The main positive that has come out of these changes is the potential new areas of work it opens up for Part P qualified electricians who can earn more from inspecting and signing off other people’s work. Organisations have also commended this new streamlined document for not compromising on safety.
However while the ESC (Electrical Safety Council) has praised the fact the Government is amending Part P, they have expressed concern over some of the changes. They believe that the areas that have seen a reduction in notifiable are reasonably high-risk according to data, and so “any electrical work must be of a particularly high standard”.
The third-party certification is also still in question, as the rules for the Approved Inspector Scheme are currently unclear. The document itself is likely to go under review again in 2015.

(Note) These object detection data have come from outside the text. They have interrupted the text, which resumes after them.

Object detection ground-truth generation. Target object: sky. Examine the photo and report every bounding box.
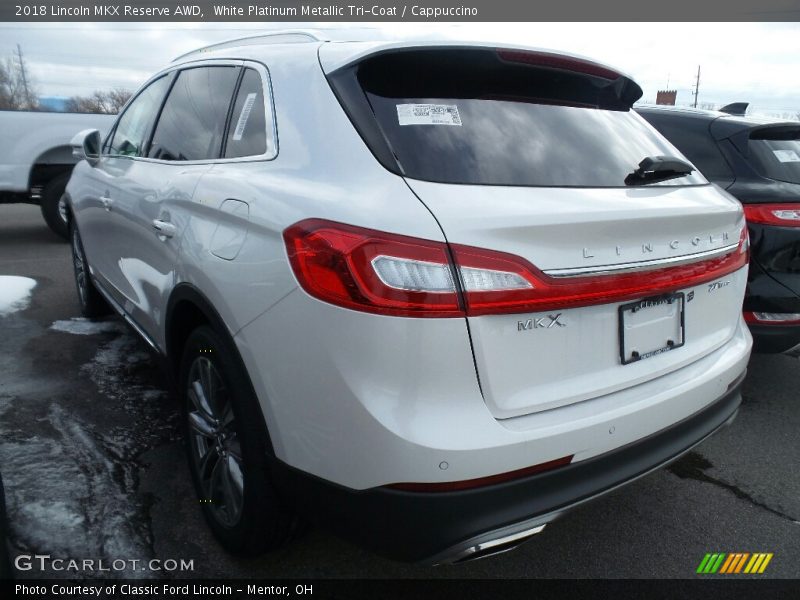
[0,22,800,118]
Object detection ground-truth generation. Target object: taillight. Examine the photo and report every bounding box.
[283,219,464,317]
[284,219,748,317]
[744,311,800,325]
[744,204,800,227]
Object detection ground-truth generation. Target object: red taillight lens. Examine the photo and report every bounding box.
[744,311,800,325]
[283,219,464,317]
[453,228,749,316]
[744,204,800,227]
[284,219,748,317]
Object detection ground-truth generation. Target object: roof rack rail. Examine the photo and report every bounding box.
[719,102,750,117]
[172,29,329,62]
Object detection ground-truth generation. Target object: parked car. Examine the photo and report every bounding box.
[637,103,800,354]
[0,110,114,239]
[67,33,752,563]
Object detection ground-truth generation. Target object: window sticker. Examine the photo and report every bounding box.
[233,92,256,142]
[772,150,800,162]
[397,104,461,127]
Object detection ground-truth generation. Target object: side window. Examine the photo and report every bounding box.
[652,119,734,181]
[225,69,271,158]
[105,75,170,156]
[147,66,239,160]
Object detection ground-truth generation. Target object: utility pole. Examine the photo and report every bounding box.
[694,65,700,108]
[17,44,33,108]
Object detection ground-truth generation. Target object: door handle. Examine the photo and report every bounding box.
[153,219,177,237]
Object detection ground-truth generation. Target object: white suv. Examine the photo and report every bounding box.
[67,32,751,563]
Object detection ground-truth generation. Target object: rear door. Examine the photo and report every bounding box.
[324,49,746,418]
[81,74,172,304]
[110,63,240,342]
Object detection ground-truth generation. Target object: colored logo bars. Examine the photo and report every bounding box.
[697,552,772,575]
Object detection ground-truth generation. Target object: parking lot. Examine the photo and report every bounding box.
[0,205,800,578]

The question most electricians are asking in this day and age is which CPS (Competent Person Scheme) to join - there seems to be quite a choice out there. Does it matter which one we choose? We could go with the well known few or alternatively try one of the other scheme operators. What are we getting for our money?
Well let's be clear about one thing - they are all equal! Each scheme has to be approved by the Department for Communuties and Local Government (DCLG) and all have to meet the same criteria. No scheme can therefore be discriminated against and one scheme should not be a preference over another in any contractual specification. To do so would be against the law.
So in reality it doesn't matter which scheme you choose, it's down to personal choice. Some are better than others if you want to move into the renewables sector. Most are upfront and explain their charges clearly. Some will even give you stickers for your vehicle; others don't - you have to pay for them! Some offer a workmanship guarantee as part of your membership, with others you have to purchase this separately.
So in my humble opinion, shop around and go for the scheme that offers your company the best service for you. Every scheme has to assess you to ensure you are working to a competent level; that is the important factor in all this, not which sticker you put on your van.
- Mark Jenkins & Neil Thomas
Thinking of going self-employed? Need to join a Competent Person scheme? Well if you don't have the current entry requirements (an electrical installation qualification, 17th Edition Wiring Regulation qualification plus anything else your chosen scheme requires of you), you may well encounter problems if you haven't applied for membership by 6th April 2013.
As of this date entry requirements to a Competent Person scheme are changing. You will need a level 3 NVQ that includes installing electrical installations, Inspection and Testing of electrical installations and Ensuring Compliance of Electrical Installations with building regulations.
Sounds easy? A number of awarding bodies have produced relevant qualifications, but the problem will be the time it will take people to achieve the required level of competence and produce a portfolio as the proof that all the elements have been covered. I would suggest that you will be looking at 18+ months to put the portfolio together!
The knock-on effect of this will be that no one will be eligible to join a Competent Person scheme for some time, causing a void in so-called competent persons. Home owners may find it difficult to find existing electricians that are prepared to take on small jobs - such as installing extra sockets (these are the kind of jobs newly qualified persons use to gain experience), as the current competent electricians will be looking for bigger contracts.
Does this mean home owners will be more tempted to "have a go" themselves? Causing mistakes to be made that could result in dangerous situations occurring? Possibly!